Why did he feel like the ultimate con-artist? He wasn't even conning Marie; Anya really was her. She really was Anastasia. So why did it still feel like he had duped Anya; tricked her? He felt no better than usual. He berated himself with the usual terms. Lying cheat, con-man, petty thief, forger, liar.
The simple truth was, he was a con man. He depended on dishonesty and other people's vulnerability to make a living, and no matter what intentions were now, they certainly hadn't been very... benevolent or charitable in the beginning. He couldn't deny that. This journey had been fueled by nothing but greed when he'd first started out. But soon, he'd found more value in the race than the reward, and Anya seemed more attractive to him than the ten million rubles.
It was almost ironic. He'd wanted her answer to Sophie to be made-up drivel, something she'd either come up, or the story Vlad and him had taught her. He almost hoped she wouldn't be the princess. He would offer to let her stay with him and Vlad, since she had nowhere else...and then...

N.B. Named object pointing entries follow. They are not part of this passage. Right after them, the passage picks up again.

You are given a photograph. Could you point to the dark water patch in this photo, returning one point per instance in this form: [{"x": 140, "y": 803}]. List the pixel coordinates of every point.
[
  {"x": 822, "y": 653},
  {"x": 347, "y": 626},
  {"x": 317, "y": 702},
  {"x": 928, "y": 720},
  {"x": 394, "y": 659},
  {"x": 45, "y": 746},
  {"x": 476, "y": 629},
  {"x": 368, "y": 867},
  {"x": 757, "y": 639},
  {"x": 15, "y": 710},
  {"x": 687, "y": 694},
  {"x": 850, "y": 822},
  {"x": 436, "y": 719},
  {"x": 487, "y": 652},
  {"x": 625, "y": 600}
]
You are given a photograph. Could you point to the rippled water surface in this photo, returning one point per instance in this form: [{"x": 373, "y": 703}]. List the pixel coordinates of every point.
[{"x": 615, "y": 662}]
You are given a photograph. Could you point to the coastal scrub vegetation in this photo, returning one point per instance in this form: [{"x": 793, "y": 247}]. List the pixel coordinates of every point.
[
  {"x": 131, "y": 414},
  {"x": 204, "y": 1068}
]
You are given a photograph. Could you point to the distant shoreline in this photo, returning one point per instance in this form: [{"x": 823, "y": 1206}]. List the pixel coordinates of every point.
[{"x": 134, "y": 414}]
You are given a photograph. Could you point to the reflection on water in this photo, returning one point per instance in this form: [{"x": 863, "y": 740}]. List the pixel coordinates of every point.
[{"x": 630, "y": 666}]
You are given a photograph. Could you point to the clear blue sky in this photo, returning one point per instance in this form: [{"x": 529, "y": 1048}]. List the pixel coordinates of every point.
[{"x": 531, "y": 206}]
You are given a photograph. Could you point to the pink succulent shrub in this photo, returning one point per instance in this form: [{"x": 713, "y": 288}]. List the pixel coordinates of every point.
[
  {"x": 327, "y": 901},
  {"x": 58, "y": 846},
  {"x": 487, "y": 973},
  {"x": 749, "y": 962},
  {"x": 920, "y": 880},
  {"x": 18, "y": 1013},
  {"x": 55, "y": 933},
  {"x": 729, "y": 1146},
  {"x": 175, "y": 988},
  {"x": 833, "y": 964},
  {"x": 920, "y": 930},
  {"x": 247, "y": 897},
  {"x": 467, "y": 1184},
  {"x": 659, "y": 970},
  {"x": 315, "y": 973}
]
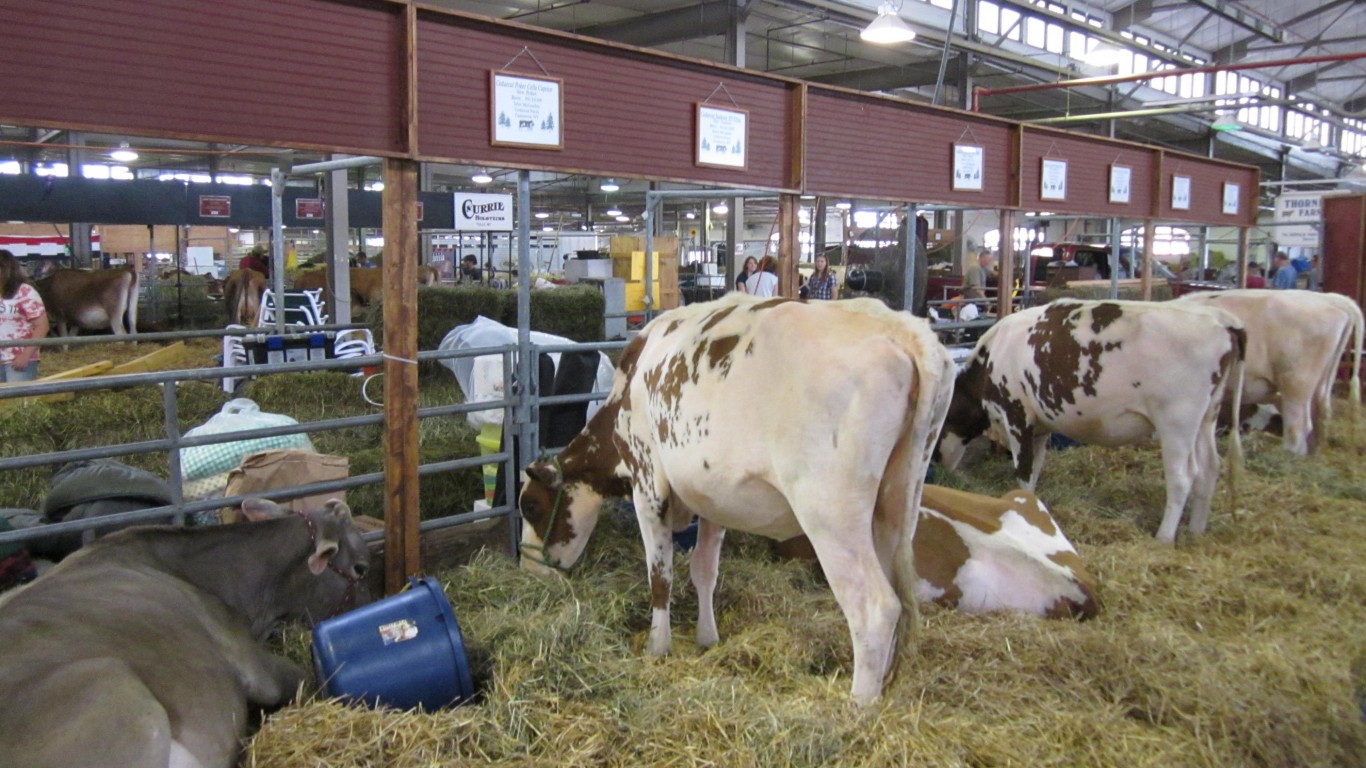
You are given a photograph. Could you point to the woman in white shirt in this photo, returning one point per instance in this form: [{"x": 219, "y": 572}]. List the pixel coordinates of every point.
[{"x": 764, "y": 283}]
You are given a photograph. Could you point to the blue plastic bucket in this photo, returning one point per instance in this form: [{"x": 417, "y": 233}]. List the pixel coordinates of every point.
[{"x": 405, "y": 652}]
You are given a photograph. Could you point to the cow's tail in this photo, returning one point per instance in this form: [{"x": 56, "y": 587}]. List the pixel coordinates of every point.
[
  {"x": 1234, "y": 377},
  {"x": 929, "y": 405},
  {"x": 133, "y": 302}
]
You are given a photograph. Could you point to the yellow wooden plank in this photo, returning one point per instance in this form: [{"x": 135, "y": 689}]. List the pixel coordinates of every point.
[{"x": 159, "y": 360}]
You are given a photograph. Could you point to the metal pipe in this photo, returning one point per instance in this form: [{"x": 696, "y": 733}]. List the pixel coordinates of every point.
[
  {"x": 321, "y": 167},
  {"x": 1113, "y": 79}
]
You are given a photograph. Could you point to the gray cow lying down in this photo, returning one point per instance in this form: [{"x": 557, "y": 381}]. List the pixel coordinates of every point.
[{"x": 142, "y": 649}]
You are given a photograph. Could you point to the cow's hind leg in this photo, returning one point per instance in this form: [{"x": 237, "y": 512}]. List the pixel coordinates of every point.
[
  {"x": 706, "y": 562},
  {"x": 1179, "y": 466},
  {"x": 659, "y": 567},
  {"x": 1205, "y": 477}
]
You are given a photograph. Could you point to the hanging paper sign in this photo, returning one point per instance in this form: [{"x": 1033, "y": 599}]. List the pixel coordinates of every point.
[
  {"x": 1120, "y": 176},
  {"x": 967, "y": 167},
  {"x": 723, "y": 137},
  {"x": 1180, "y": 193},
  {"x": 1052, "y": 183},
  {"x": 482, "y": 212},
  {"x": 526, "y": 111},
  {"x": 309, "y": 208},
  {"x": 215, "y": 207},
  {"x": 1231, "y": 196}
]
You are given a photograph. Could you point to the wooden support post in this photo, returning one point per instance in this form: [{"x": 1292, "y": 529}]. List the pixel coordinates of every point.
[
  {"x": 1006, "y": 267},
  {"x": 402, "y": 552},
  {"x": 1146, "y": 283},
  {"x": 788, "y": 245}
]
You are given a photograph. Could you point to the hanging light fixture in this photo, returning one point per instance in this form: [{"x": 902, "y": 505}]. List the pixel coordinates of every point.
[
  {"x": 1225, "y": 122},
  {"x": 123, "y": 153},
  {"x": 888, "y": 28}
]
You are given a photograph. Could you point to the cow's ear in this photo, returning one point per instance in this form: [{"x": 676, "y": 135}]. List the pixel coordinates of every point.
[
  {"x": 544, "y": 473},
  {"x": 321, "y": 555},
  {"x": 257, "y": 510}
]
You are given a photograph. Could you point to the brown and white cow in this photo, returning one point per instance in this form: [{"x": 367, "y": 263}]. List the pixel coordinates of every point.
[
  {"x": 144, "y": 648},
  {"x": 92, "y": 299},
  {"x": 242, "y": 297},
  {"x": 772, "y": 417},
  {"x": 1294, "y": 343},
  {"x": 981, "y": 555},
  {"x": 1111, "y": 373}
]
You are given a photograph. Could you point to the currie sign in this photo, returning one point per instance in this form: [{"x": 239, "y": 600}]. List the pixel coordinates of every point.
[{"x": 484, "y": 212}]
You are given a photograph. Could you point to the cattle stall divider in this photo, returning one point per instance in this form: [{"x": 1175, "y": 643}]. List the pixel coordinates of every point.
[{"x": 172, "y": 442}]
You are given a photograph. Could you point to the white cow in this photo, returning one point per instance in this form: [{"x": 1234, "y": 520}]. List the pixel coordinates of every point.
[
  {"x": 1294, "y": 343},
  {"x": 772, "y": 417},
  {"x": 1111, "y": 373}
]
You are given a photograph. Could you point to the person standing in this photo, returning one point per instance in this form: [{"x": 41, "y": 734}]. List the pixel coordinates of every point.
[
  {"x": 823, "y": 283},
  {"x": 764, "y": 282},
  {"x": 751, "y": 265},
  {"x": 22, "y": 316},
  {"x": 1286, "y": 276},
  {"x": 980, "y": 276}
]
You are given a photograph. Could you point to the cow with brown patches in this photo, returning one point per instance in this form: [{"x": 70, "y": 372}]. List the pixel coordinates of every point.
[
  {"x": 92, "y": 299},
  {"x": 1294, "y": 343},
  {"x": 980, "y": 555},
  {"x": 1111, "y": 373},
  {"x": 821, "y": 425},
  {"x": 242, "y": 297}
]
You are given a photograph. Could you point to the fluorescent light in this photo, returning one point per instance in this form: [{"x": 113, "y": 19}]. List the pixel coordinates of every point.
[
  {"x": 123, "y": 153},
  {"x": 888, "y": 26},
  {"x": 1225, "y": 122},
  {"x": 1103, "y": 55}
]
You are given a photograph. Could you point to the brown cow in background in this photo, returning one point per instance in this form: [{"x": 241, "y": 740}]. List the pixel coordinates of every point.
[
  {"x": 92, "y": 299},
  {"x": 242, "y": 295}
]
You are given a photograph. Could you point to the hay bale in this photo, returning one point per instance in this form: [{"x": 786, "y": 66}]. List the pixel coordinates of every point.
[{"x": 1242, "y": 648}]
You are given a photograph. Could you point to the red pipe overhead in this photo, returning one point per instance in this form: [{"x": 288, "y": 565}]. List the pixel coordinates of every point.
[{"x": 1112, "y": 79}]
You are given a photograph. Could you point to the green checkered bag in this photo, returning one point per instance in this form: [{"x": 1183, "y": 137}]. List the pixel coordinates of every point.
[{"x": 235, "y": 416}]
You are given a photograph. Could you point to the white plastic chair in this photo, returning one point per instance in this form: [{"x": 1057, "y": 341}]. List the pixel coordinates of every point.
[
  {"x": 234, "y": 354},
  {"x": 301, "y": 308}
]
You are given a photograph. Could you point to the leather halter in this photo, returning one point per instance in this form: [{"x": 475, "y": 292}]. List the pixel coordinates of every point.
[
  {"x": 349, "y": 596},
  {"x": 542, "y": 550}
]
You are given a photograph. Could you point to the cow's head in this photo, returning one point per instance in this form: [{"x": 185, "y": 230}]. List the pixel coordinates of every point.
[
  {"x": 558, "y": 518},
  {"x": 329, "y": 576},
  {"x": 966, "y": 413}
]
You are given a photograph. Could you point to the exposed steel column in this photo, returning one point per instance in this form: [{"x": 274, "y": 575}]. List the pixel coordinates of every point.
[{"x": 1112, "y": 79}]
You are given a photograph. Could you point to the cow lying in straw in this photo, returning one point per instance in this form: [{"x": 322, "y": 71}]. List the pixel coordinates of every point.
[
  {"x": 772, "y": 417},
  {"x": 142, "y": 648}
]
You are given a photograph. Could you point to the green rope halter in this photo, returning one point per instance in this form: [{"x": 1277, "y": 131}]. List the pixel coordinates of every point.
[{"x": 542, "y": 548}]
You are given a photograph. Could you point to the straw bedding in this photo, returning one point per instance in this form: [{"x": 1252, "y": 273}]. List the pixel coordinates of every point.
[{"x": 1246, "y": 647}]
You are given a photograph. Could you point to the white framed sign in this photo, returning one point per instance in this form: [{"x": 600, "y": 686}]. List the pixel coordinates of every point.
[
  {"x": 1120, "y": 178},
  {"x": 526, "y": 111},
  {"x": 1180, "y": 193},
  {"x": 967, "y": 167},
  {"x": 1052, "y": 182},
  {"x": 1231, "y": 196},
  {"x": 723, "y": 137},
  {"x": 477, "y": 212}
]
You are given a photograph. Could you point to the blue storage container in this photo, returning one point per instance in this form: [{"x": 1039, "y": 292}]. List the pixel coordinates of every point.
[{"x": 405, "y": 652}]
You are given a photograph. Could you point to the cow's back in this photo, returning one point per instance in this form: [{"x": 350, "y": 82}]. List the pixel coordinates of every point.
[
  {"x": 728, "y": 399},
  {"x": 1104, "y": 372}
]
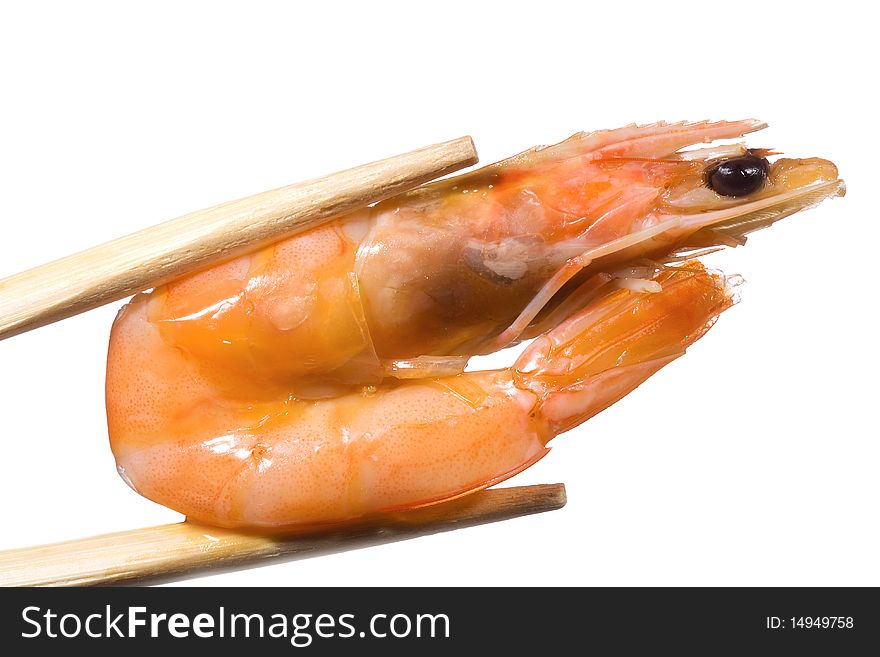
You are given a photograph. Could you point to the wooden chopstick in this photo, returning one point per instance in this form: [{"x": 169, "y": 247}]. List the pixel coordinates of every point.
[
  {"x": 156, "y": 255},
  {"x": 182, "y": 549}
]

And then he'd heard her say those words. They changed everything. Out of the millions of girls in Russia, the thousands who'd auditioned after being short-listed, the hundreds more who hadn't even made it as far as that, he'd found the heir to the Russian throne. He'd found her by complete and absolute luck.
"There was a boy in the palace...he opened a wall..."
She phrased it more like a question than a response, doubting her memory.
In a moment, it was all vaguely thrust aside. Sophie was laughing, Vlad was spinning Anya around the room, and Dimitri felt like he'd just been shot. Was this some cruel joke? Karma?
Was he getting what he deserved? The moment he laid hands on the ten million rubles, he would lose Anya forever. It was a barbaric twist of fate.
Vlad's pacing had finally gotten on his nerves. She was the princess, damn it!
"Vlad." The deathly tone in his voice alerted Vlad to turn his head right away. He looked at Dimitri with an air of sympathy; the boy had been brooding ever since the interview with his Sophie...
"I was the boy. The boy who opened the wall." He states stoically; cold, free of emotion.
Vlad looked at him amazed. For a second, his lips were paralyzed and he could not speak.
"We have found- the... heir to the Russian throne." And he realized something else as he spoke.
"Our Anya has found her family…" He said, weakly. He looked at Dimitri again, with a wistful sigh, realizing there was a solemn and unexplored possibility he had yet to address since the night on the ship.
"And you?"
"Will walk out of her life forever." Dimitri stated, simply and casually, as if it means nothing to him, like it's just a kopek or two lost, or a piece of bread.
Because princesses don't marry kitchen boys.